This historical fiction brings to mind Cold Mountain and Thirteen Moons by Charles Frazier. Savage Lands is a totally satisfying read for lovers of good literature.
Sande O. (Rochester, NY)
Riveting and Thought-provoking Read
Clare Clark takes the reader into a very primitive land in her historical novel, Savage Lands. This is not the Louisiana of the antebellum South, this is the pioneer land of 18th century French, English and Native American combatants. The initial background is the French effort to "civilize" settlement of the frontier by sending "casket wives" to the territory and it ends with the Louisiana Bubble, an economic disaster.
Throughout the well-researched narrative we follow the lives of women caught in the drama of settlement, love, betrayal and survival. It is reminiscent in many ways of novels coming out of third world countries today: women's lives playing against a much larger backdrop they cannot control.
Altogether a riveting and thought-provoking read.
Josephine J. (Goshen, CT)
Excellent historical novel
Savage Lands is a beautifully written (almost poetic) story of the early days of Louisiana. Set in the early 1700s, we learn about the French settlers, their relation to the land and to the "savages" that they encounter, befriend, fight, and enslave. The two main characters, Elisabeth and Auguste are finely drawn, fully realized characters, based on real people. Anyone who likes historical fiction will be sure to be intrigued by this compelling story.
Linda Z. (Corydon, IN)
Savage Lands by Clare Clark
As a history major, I really enjoy historical novels and this one was a winner. I learned what a "casket girl" was and a lot about the French settling of Mobile and New Orleans. I have found myself wanting to learn more about this period using the Internet and my local library. Names like Iberville, Bienville and John Law and even Massacre Island have whetted my appetite for more information. Maybe that is one reason why I enjoy historical novels along with a good story which this delivered.
Mary D. (Watertown, NY)
I love learning about little known areas of America's past. And there's no more enjoyable way to do this than through the eyes of a good author. Here, Clare Clark has brought to life a slice of Louisiana's story you probably won't read in many history texts. You'll see, smell and feel the country as it was. It's a story rich with emotions that will have you wishing to comfort some characters and give others the boot. All things considered, it was a satisfying read that will have me seeking other books by Clark.
Anne G. (Austin, TX)
An interesting depiction of the early days of Louisiana, this book delivered little known facts of history and an interesting story. The story was related by an omniscient narrator and thus seemed somewhat distant and ethereal while at the same time giving the reader intimate knowledge of the characters’ fears, pain, sorrow, and grief.

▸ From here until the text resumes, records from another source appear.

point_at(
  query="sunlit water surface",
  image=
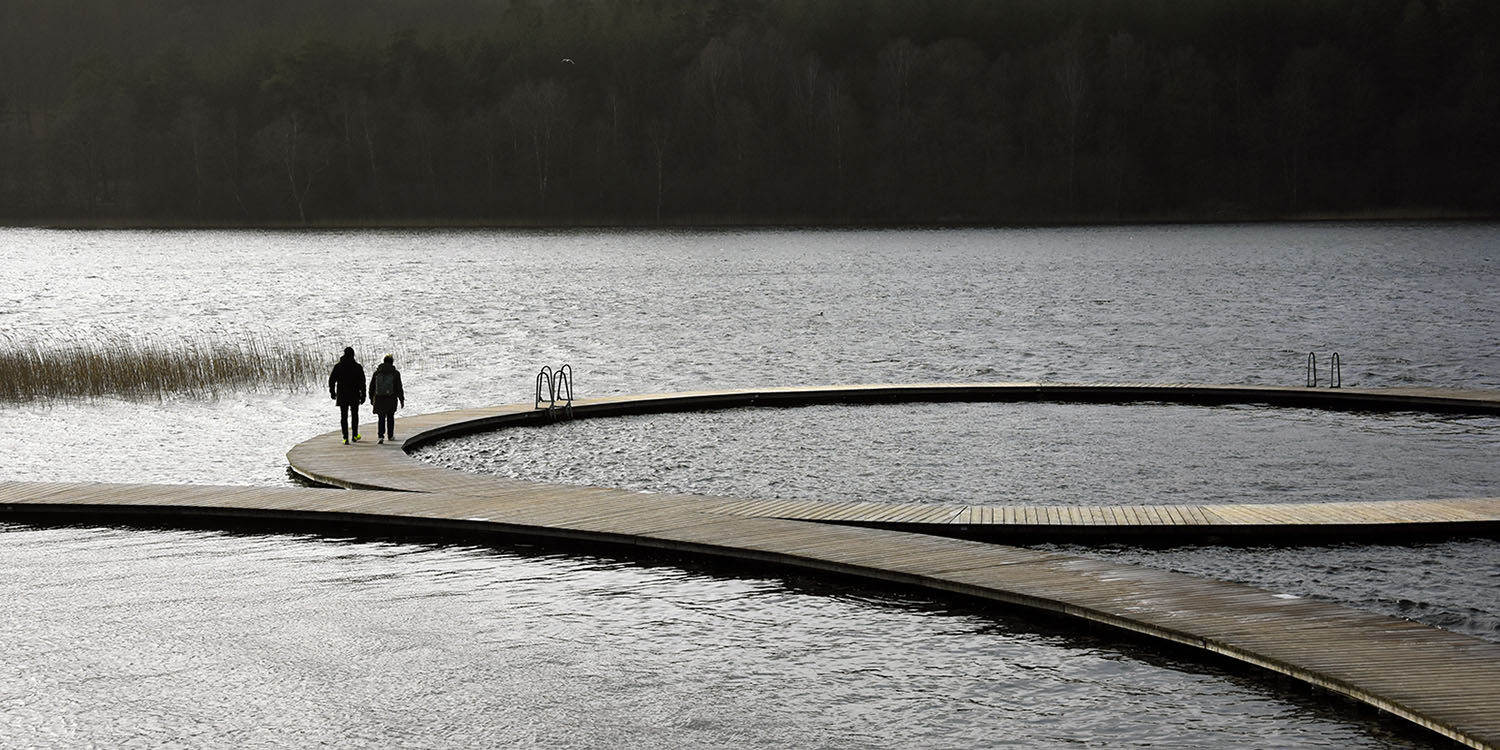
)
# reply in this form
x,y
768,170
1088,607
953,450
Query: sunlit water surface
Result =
x,y
129,638
119,638
1070,453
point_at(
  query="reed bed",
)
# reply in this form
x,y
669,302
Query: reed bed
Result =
x,y
99,365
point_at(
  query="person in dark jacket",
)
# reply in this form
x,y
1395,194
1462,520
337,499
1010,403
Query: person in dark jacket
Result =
x,y
384,393
347,387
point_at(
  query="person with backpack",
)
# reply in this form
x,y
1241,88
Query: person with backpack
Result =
x,y
347,387
384,393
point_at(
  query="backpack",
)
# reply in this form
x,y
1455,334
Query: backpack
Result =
x,y
384,384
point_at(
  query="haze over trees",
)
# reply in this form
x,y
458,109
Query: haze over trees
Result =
x,y
639,111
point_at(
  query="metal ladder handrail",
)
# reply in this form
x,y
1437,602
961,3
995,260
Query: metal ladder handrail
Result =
x,y
1335,371
564,383
558,383
551,380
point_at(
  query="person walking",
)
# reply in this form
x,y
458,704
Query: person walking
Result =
x,y
347,387
384,393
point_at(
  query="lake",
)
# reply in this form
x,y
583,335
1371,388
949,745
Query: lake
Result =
x,y
137,635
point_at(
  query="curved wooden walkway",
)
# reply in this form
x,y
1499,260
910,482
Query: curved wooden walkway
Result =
x,y
1440,680
326,461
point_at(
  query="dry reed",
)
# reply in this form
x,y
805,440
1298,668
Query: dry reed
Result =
x,y
96,365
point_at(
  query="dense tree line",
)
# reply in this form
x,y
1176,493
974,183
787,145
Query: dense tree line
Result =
x,y
249,111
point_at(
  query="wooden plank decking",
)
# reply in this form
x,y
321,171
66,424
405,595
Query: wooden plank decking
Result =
x,y
365,465
1440,680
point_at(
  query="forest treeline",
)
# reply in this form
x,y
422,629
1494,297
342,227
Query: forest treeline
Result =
x,y
639,111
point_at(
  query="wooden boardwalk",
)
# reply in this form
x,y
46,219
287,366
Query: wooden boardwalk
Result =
x,y
324,459
1440,680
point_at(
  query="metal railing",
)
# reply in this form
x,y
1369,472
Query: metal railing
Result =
x,y
552,386
1335,371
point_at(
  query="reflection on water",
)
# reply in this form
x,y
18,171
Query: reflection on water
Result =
x,y
129,638
1070,453
122,638
1005,453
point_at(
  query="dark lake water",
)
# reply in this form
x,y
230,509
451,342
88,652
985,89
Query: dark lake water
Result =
x,y
129,636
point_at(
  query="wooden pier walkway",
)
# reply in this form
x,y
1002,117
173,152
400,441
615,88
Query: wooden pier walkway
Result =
x,y
326,461
1440,680
1445,681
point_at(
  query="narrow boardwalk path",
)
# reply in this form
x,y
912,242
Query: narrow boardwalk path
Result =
x,y
1440,680
366,465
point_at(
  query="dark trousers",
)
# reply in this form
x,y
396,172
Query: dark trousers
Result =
x,y
348,413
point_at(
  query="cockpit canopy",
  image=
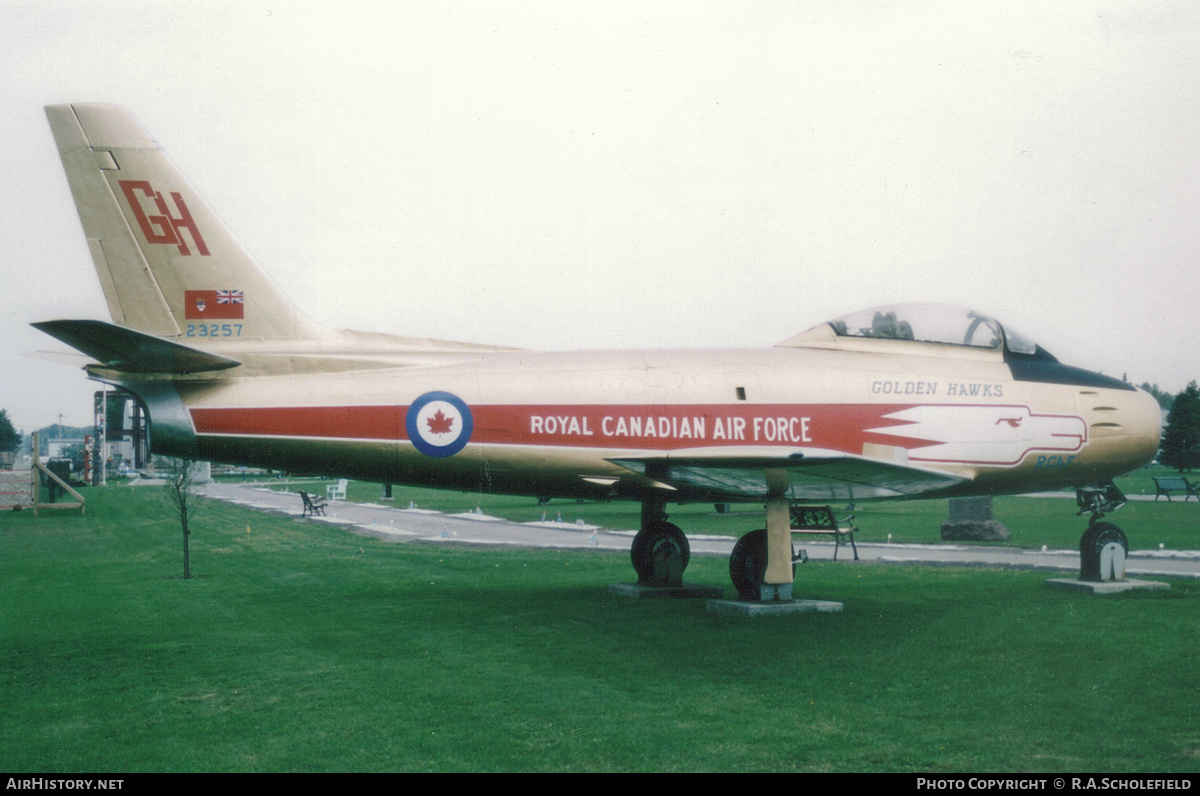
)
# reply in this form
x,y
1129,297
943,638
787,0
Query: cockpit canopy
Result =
x,y
937,323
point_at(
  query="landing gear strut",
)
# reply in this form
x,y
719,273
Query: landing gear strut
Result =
x,y
1103,548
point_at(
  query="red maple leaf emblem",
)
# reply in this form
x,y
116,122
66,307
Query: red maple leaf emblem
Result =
x,y
439,423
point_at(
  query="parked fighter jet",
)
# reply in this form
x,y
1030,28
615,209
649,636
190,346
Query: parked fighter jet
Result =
x,y
895,402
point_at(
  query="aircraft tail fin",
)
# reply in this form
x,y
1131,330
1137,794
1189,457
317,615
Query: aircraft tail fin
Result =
x,y
167,264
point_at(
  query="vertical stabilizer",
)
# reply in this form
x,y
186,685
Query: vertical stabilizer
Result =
x,y
167,264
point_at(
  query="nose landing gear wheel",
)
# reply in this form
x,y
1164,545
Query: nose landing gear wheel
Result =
x,y
1103,550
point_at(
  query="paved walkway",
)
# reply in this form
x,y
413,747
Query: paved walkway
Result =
x,y
418,525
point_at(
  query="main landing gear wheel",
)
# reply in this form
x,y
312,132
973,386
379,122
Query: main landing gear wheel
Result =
x,y
660,554
748,564
1102,552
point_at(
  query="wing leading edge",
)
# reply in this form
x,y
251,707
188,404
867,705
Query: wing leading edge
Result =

Prior to reading this book I was unaware of the 'casket girls' and the role they played in the population and development of Louisiana. It is hard to imagine the thought of a young girl heading to America with the intent to sell herself to a husband in the New World.
The information about the Native American tribes was also interesting but not well integrated into the story with the exception of the characters Okatomih/Jeanne and little Marguerite, by far my favorite character in the story.